To load the CSS for the theme itself, the loader simply checks each theme T and looks for its CSS under application/themes/T.theme/css/theme.css
, using the first theme that is available.
For widget CSS styles and HTML templates, the laxar-loader first checks if a version is available within the theme directory.
This means that you cannot only customize the CSS for a widget W installed under application/widgets/W
by placing a stylesheet at <theme-folder>/widgets/W/css/W.css
but that you can also override the HTML at <theme-folder>/widgets/W/W.html
.
When nothing was found among the assets bundled with the theme, the assets bundled with the widget are checked:
For a widget installed under node_modules/W/
, the paths node_modules/W/T.theme/css/W.css
and node_modules/W/T.theme/W.html
respectively will be checked when using a theme T.

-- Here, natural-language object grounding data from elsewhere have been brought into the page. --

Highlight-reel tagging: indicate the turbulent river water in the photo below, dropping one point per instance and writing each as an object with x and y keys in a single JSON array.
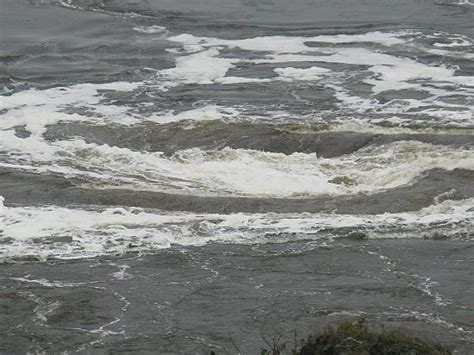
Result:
[{"x": 187, "y": 176}]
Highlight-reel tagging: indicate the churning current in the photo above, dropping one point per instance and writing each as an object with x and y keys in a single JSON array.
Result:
[{"x": 181, "y": 177}]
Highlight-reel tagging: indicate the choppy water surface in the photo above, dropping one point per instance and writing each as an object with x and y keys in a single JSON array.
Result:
[{"x": 181, "y": 177}]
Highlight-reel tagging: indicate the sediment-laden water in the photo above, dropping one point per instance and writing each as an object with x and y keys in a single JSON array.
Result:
[{"x": 180, "y": 177}]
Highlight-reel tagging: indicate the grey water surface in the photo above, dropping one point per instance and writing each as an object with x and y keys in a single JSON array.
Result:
[{"x": 180, "y": 176}]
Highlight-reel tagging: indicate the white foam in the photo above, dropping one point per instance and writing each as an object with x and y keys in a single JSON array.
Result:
[
  {"x": 312, "y": 73},
  {"x": 203, "y": 67},
  {"x": 239, "y": 172},
  {"x": 387, "y": 72},
  {"x": 75, "y": 233},
  {"x": 150, "y": 29}
]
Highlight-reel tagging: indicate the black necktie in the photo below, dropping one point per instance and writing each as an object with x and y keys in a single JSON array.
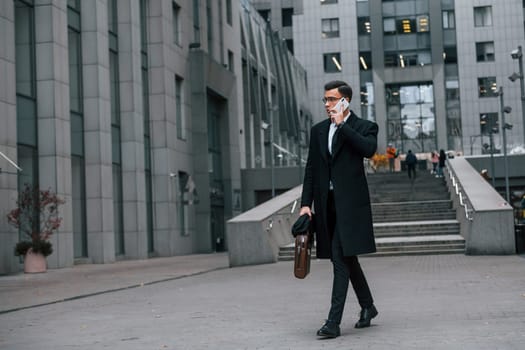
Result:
[{"x": 334, "y": 139}]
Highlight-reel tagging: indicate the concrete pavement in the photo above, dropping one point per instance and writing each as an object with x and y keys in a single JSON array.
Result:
[{"x": 424, "y": 302}]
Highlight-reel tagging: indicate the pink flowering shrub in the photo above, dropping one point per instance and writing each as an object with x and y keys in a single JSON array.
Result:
[{"x": 36, "y": 217}]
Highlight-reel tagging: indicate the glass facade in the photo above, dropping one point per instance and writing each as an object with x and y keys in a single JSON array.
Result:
[
  {"x": 146, "y": 116},
  {"x": 179, "y": 110},
  {"x": 118, "y": 213},
  {"x": 410, "y": 116},
  {"x": 78, "y": 182}
]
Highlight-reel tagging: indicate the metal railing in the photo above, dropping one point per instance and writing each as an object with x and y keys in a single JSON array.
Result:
[{"x": 459, "y": 193}]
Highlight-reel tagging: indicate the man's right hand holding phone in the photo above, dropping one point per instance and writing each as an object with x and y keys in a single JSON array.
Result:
[{"x": 337, "y": 114}]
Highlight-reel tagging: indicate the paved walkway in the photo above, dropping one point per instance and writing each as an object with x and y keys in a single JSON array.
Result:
[
  {"x": 26, "y": 290},
  {"x": 197, "y": 302}
]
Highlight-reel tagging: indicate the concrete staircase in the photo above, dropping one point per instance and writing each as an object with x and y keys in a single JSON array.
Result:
[{"x": 410, "y": 218}]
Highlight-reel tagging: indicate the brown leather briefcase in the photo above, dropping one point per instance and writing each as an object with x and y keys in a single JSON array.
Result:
[{"x": 303, "y": 253}]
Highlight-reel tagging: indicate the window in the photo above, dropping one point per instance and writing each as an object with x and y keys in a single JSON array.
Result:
[
  {"x": 485, "y": 51},
  {"x": 332, "y": 62},
  {"x": 185, "y": 183},
  {"x": 365, "y": 60},
  {"x": 229, "y": 12},
  {"x": 78, "y": 189},
  {"x": 230, "y": 61},
  {"x": 266, "y": 14},
  {"x": 488, "y": 123},
  {"x": 289, "y": 45},
  {"x": 176, "y": 24},
  {"x": 287, "y": 14},
  {"x": 181, "y": 125},
  {"x": 487, "y": 87},
  {"x": 450, "y": 55},
  {"x": 363, "y": 26},
  {"x": 330, "y": 27},
  {"x": 449, "y": 20},
  {"x": 410, "y": 117},
  {"x": 483, "y": 16}
]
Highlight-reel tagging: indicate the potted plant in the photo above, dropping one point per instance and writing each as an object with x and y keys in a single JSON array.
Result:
[{"x": 36, "y": 217}]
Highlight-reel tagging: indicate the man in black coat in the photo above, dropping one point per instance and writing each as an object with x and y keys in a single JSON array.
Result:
[{"x": 335, "y": 182}]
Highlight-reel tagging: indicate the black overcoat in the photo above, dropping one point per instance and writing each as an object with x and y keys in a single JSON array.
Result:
[{"x": 357, "y": 139}]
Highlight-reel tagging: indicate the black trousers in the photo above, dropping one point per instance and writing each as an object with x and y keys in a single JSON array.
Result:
[
  {"x": 411, "y": 170},
  {"x": 346, "y": 268}
]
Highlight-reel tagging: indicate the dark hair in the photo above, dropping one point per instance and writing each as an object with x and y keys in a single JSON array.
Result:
[{"x": 343, "y": 88}]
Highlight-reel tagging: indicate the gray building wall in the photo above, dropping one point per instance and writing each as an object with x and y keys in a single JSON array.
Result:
[
  {"x": 507, "y": 32},
  {"x": 196, "y": 142}
]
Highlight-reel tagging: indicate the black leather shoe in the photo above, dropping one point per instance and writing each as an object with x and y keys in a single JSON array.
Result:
[
  {"x": 329, "y": 330},
  {"x": 366, "y": 316}
]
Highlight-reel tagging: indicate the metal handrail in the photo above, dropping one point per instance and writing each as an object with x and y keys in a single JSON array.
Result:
[{"x": 457, "y": 189}]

Note that both locations (theme-bundled and artifact-bundled) are respected, no matter if a widget was installed using NPM or locally under application/widgets/
.
If nothing was found for the application theme for a given widget, the default.theme
folder within the widget itself is used.
Note that CSS and HTML files are treated separately:
You can choose to override the CSS but not the HTML or vice versa.
Controls take care of their own HTML loading (if required at all), so the choice of theme has no effect here.
The CSS styling of a control however is theme-specific.
For a control named "C" in its control.json
descriptor, it works as follows:
Before looking for the default theme in <control-path>/default.theme/css/C.css
, LaxarJS looks for a theme override in <theme-path>/controls/C/css/C.css
.
Here, the <theme-path>
refers to the folder containing your global theme, and the <control-path>
is the same path that widgets specify in their widget.json
descriptor to include a control.
Have a look at the manual on controls for details.
Themes are intended to be reusable across applications.
Because layouts are highly specific to an application, usually their CSS and HTML assets live within the layout's folder of the application, with styling for all relevant themes.
However, like with widgets it is possible to style application layouts externally using the sub-folder layouts
of the theme in use.
For lookup, the same process as for widgets is used:
First, LaxarJS searches the theme itself, then the theme folder within the layout, before finally falling back to the default theme.